Día 208 · lunes, 27 de julio
"El odio despierta rencillas; Pero el amor cubrirá todas las faltas."PROVERBIOS 10:12
Hola, mi querido… qué bueno tenerte hoy. Es By God's Call — día 208, El Amor Cubre.
"El odio despierta rencillas; Pero el amor cubrirá todas las faltas." Proverbios 10:12.
Este es un proverbio corto, de una sola línea, pero que carga un peso enorme cuando nos detenemos a pensarlo de verdad. Salomón coloca dos fuerzas lado a lado, como si fueran dos semillas plantadas en el mismo suelo, pero que producen frutos completamente diferentes.
La primera: el odio despierta rencillas. Fíjate en el verbo — despierta, remueve, agita. Es la imagen de un corazón que sigue revolviendo el pasado, buscando motivos para mantener viva la pelea. Es ese tipo de resentimiento que no se enfría; se alimenta, se recuerda, se cuenta de nuevo a quien quiera escuchar. El odio no deja que la brasa se apague — le sopla.
El amor, en cambio, hace lo opuesto: cubre. Y aquí necesito detenerme y explicar bien esta palabra, porque es fácil confundirla con fingir que nada pasó. Cubrir no es eso. Cubrir no significa decir que la ofensa no existió, ni fingir que no dolió. Significa elegir no exponerla. Elegir no usar ese error como arma en la próxima discusión. Elegir no contarle a todo el mundo lo que esa persona hizo. Es una decisión activa de protección, no una negación pasiva de la realidad.
Y este principio no se queda solo en el Antiguo Testamento. Pedro, escribiendo siglos después a la iglesia cristiana, cita casi palabra por palabra este mismo proverbio al hablar de cómo debe funcionar el amor entre los hermanos. Eso demuestra que esta sabiduría antigua no ha envejecido — sigue siendo el estándar que Dios espera de quien sigue a Cristo.
Pero aquí está el punto que quiero que te lleves para el resto del día: es fácil estar de acuerdo con este versículo cuando todo está tranquilo. Es fácil decir "sí, el amor cubre, tiene sentido" en una mañana serena, tomando café. La prueba real llega la próxima vez que alguien te lastime — a propósito o sin querer — y tengas, frente a ti, dos caminos: esparcirlo, contárselo a otros, guardarlo como munición; o cubrirlo, dejarlo quieto, elegir no usarlo contra esa persona.

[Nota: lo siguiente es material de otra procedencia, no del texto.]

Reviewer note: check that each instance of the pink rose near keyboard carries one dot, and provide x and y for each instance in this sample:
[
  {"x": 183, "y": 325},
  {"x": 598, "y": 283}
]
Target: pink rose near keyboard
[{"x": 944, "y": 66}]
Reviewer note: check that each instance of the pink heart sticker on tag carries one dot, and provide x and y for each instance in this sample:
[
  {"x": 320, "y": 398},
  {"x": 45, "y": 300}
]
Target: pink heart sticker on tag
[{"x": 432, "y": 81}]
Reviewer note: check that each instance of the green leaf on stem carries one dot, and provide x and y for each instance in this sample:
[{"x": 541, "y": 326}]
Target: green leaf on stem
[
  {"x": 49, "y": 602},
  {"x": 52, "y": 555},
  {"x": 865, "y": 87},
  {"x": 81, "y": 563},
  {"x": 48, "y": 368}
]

Quiero preguntarte, con cariño: ¿existe alguna ofensa reciente — puede ser pequeña, puede ser grande — que todavía comentas con otras personas? ¿Que todavía usas como prueba de que fulano es así, siempre lo fue, nunca cambia? Quizás sea hora de dejar de repetir esa historia.
Hoy, elige esto: una ofensa específica, y decide cubrirla de una vez. No hace falta fingir que no dolió. Solo hace falta dejar de esparcirla.
Quédate con Dios. Ora — y luego, actúa. Hasta mañana, mi querido.